The area around the community was settled in the 1880s, with ranching and sugar beet cultivation as the primary industries. In 1903, the town was platted by F.C. Grable and promoted by his brother Sherman. It was named "Waverly" after the Walter Scott novels by a post clerk in the early 20th century. Most of the platted development did not occur, however, and the town remained very small in size. In the early 20th century, it was incorporated for a time as the Town of Waverly and governed by a board of trustees. At its height, the town had several stores, a church, and post office, as well as the school, built in 1918. The girls basketball team won state championships in 1939 and 1940. In 1960, the school district was consolidated with the larger nearby Poudre School District, and the school became an elementary school. The elementary school was closed in 1992, and for the next 12 years, the building was used as a teen program center by the school district. In 2004, the school district moved the programs to Fort Collins and the building was sold to a private non-profit organization. Most recently, the building serves as an alternative teen learning center by Turning Point, the meeting place for the Ridin' for the Brand Cowboy Church, and occasionally as a community hall.

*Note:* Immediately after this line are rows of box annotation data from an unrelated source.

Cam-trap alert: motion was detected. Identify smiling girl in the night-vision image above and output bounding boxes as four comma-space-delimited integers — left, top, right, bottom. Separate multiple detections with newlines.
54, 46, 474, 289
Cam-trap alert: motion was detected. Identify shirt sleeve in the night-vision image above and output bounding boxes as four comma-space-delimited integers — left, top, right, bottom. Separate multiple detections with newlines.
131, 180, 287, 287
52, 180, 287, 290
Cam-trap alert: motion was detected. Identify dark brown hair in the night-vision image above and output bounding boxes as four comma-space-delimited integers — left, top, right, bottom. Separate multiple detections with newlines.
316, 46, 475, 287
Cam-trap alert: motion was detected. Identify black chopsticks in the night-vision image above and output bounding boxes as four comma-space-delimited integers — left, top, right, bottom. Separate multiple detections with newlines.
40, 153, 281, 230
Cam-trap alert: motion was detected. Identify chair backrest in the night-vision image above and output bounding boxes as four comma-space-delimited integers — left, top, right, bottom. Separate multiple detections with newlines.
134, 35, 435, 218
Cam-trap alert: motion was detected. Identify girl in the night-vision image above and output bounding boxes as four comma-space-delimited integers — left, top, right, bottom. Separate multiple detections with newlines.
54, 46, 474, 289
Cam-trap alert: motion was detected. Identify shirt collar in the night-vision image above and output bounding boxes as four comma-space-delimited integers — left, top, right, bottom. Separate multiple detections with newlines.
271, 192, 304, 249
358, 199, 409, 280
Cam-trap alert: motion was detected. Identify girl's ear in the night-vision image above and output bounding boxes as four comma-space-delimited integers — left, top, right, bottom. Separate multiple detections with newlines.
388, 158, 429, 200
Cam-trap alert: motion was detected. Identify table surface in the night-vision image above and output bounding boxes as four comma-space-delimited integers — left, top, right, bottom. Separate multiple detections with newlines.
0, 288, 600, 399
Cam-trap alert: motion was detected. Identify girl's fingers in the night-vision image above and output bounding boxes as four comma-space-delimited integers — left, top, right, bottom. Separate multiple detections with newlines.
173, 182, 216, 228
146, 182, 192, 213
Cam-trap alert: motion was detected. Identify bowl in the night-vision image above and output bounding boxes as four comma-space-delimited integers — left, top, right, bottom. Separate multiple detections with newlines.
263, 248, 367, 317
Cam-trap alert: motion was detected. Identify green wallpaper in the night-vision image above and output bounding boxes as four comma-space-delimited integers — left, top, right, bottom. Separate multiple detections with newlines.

The Waverly community today consists of rural homes and ranches located around County Road 15. In the 1990s, the rapid growth of Fort Collins and Wellington began to encroach on the area with the development of several upscale ranchette subdivisions along County Road 15, as well as growth spreading from nearby Wellington. The new development prompted community efforts to manage growth. In 2001, the Waverly Community Group was formed in response to a proposal by Fort Collins to build a highway bypass south of Waverly. In 2002, the group effectively lobbied the Board of Trustees of the Town of Wellington to adjust its growth plan to avoid the eventual annexation of Waverly. In 2004, the group was designated as the managers of an "area of concern" by the Larimer County Board of Trustees, who would be notified and consulted regarded any county ordinances or growth plans in the area.

==Geography==
The Waverly community in general is bounded as follows:
on the north by County Road 72,
on the east by County Road 11,
on the west by County Road 21, and
on the south by County Road 64.

==Culture==
Waverly continues to enjoy a mix of interlocking agricultural activities and cottage industries that contribute to its uniqueness. The people of Waverly in general are involved with the land and livestock and are invested in keeping the open, agrarian, rural character of their community intact.